I not only want to give credit where it is due to all of the band members who contributed in one way or another, but also to all of the people who helped us along the way — I have pages written by our first record producer, Daniel Rey, our first guy that booked us in the East Village, Steven Blush, our A&R guy who signed us to Geffen, the list goes on.

Part of my motivation in creating this book was hearing from our fans once our box-set came out — they were very upset upon opening it up to find not one liner note or note of reference about the band at all. When we broke up we disappeared, there was no farewell or fanfare, no chance to connect with our fans one last time. The box-set should have been our final word to the fans, but it said nothing.

When I started looking through all of the boxes of WHITE ZOMBIE things I had saved — photo albums, tour diaries, back stage passes, etc., so many memories came back and I felt like I had quite a story to tell, with quite a lot of visuals on hand to illustrate it. Having started off as a photo major in art school, I almost always had a camera around, so I have photos of us from day one until the very end!

 Speaking of WHITE ZOMBIE, I understand that when the band started to reach mainstream success you made the decision — or at least brought it up to Rob Zombie and the other members of the band — that it was vital to move from New York to Los Angeles. If my sources are correct it appears that said move was the best move for the band financially at the time and also secured the band from being dropped from Geffen — which may have put the band back at square one, so to speak. Thus, one could say that if you had not had the intuition to instigate that professional leap the band known as WHITE ZOMBIE may have not been as known as it is today. It was a pivotal decision. That said, how deeply involved were you with the direction of the band both creatively and professionally?

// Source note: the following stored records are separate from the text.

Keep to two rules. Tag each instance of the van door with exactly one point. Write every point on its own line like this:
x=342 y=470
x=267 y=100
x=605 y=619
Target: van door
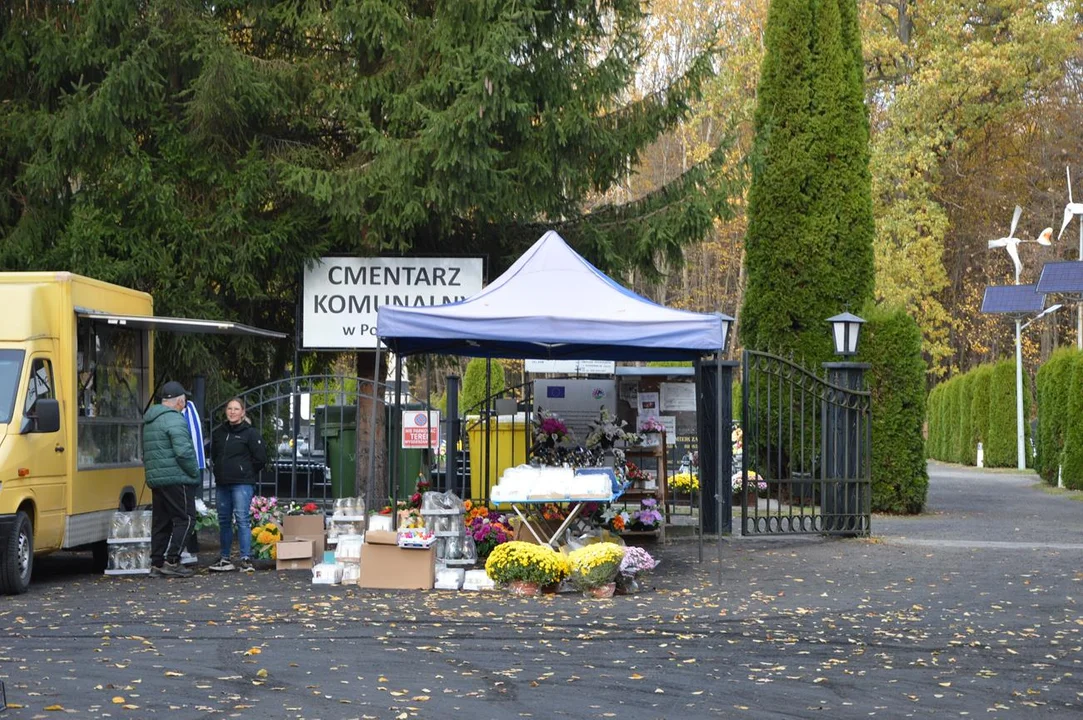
x=47 y=458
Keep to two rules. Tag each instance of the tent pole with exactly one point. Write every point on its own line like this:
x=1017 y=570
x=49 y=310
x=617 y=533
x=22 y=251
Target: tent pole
x=369 y=499
x=718 y=458
x=395 y=446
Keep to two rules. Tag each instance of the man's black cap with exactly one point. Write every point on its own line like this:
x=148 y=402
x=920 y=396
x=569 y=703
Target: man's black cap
x=171 y=390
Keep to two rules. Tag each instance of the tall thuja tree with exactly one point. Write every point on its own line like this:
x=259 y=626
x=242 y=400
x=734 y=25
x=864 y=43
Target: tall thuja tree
x=810 y=228
x=204 y=152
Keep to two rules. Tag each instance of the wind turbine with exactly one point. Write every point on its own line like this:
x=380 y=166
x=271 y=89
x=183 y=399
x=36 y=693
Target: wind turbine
x=1010 y=243
x=1071 y=210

Sean Yseult: We were all deeply involved in the direction of the band creatively and professionally at the time, it was all four of us living together, living, eating, breathing and sleeping WHITE ZOMBIE. Rob and I made all of the decisions creatively and business-wise, but we were really a band, especially when we wrote music. This was up until and during "La Sexorcisto" being released.

While we were touring that record for two and a half years — Rob and I broke up. At that point he started making decisions without consulting me or J., as in getting a hired hand to write techno tracks, then having me and J. try to riff over them — not the most inspiring way to write! This went down for a couple of soundtrack songs, and was a drag. With the next full album, "Astro-Creep", some of these extra techno tracks are there but more artfully worked into our songs, and I don't mind it as much.

 Not to dwell on your years in WHITE ZOMBIE — but I must ask the following. As a fan of the band I must say that I was kind of thrown off when remix albums were released. The trendy dance tracks did not really mesh well with the underground grit that one expects from a band like WHITE ZOMBIE — it kind of took away from the visual and musical feel of the group in general. It left me thinking, "Where the hell did that come from?" I won‘t deny that the CD I had was donated to Goodwill. Please don't take offense — but did you have any direct involvement with that choice at all? Considering what you have already said — what did you think of that direction in general?

Sean Yseult: Take offense? Are you kidding? I was disgusted by that, and have never even listened to it. Super Sexy Swinging Bullshit! I had nothing to do with that. I don't even remember being informed of it to be honest. Management probably thought it was a good idea to cash in, but had to have had Rob's approval at the very least. Rob seemed to like dance and techno, he kept trying to take us in that direction and went full on when he did his own solo record — I think this is pretty obvious upon listening.